O fenômeno foi registrado principalmente na região de Shark Bay e chamou atenção pelo aspecto “apocalíptico”, como descreveram moradores. A mudança na cor do céu ocorreu pouco antes de o ciclone atingir a costa, trazendo ventos destrutivos e causando danos em diversas cidades.

Poeira no ar explica o cenário incomum

De acordo com especialistas, o efeito visual tem explicação científica. Ventos fortes associados ao ciclone levantaram grandes quantidades de poeira do solo — rico em óxido de ferro — e espalharam as partículas pela atmosfera.

Esse material, ao interagir com a luz solar, cria a coloração avermelhada no céu, um fenômeno relativamente comum em regiões áridas da Austrália, mas que ganha intensidade em situações climáticas extremas.

Ventos de até 250 km/h e cidades afetadas

O ciclone Narelle atingiu o noroeste da Austrália como um sistema de categoria 3, com rajadas que chegaram a aproximadamente 250 km/h em algumas áreas.

Em cidades como Exmouth, foram registrados:

  • telhados arrancados
  • alagamentos
  • interrupções no fornecimento de energia e água

Diante da intensidade da tempestade, autoridades emitiram alertas de emergência e orientaram moradores a buscar abrigo.

Trajetória incomum preocupa meteorologistas

Além dos impactos, o ciclone também chamou atenção pelo percurso atípico.

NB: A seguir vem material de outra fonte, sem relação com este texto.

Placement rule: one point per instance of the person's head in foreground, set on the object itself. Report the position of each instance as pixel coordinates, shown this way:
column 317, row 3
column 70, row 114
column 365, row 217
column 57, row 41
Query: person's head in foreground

Segundo especialistas, o sistema percorreu uma longa distância pelo território australiano, comportamento considerado raro.

Mesmo após perder força ao avançar para o interior, o fenômeno ainda representa riscos, com previsão de chuvas intensas, ventos fortes e possíveis inundações nas áreas atingidas.

Fenômeno impressiona, mas não é incomum

Apesar do impacto visual, meteorologistas reforçam que o céu vermelho não tem relação com fenômenos extraordinários.

Trata-se de um efeito natural provocado pela suspensão de partículas de poeira na atmosfera — intensificado, neste caso, pela força do ciclone.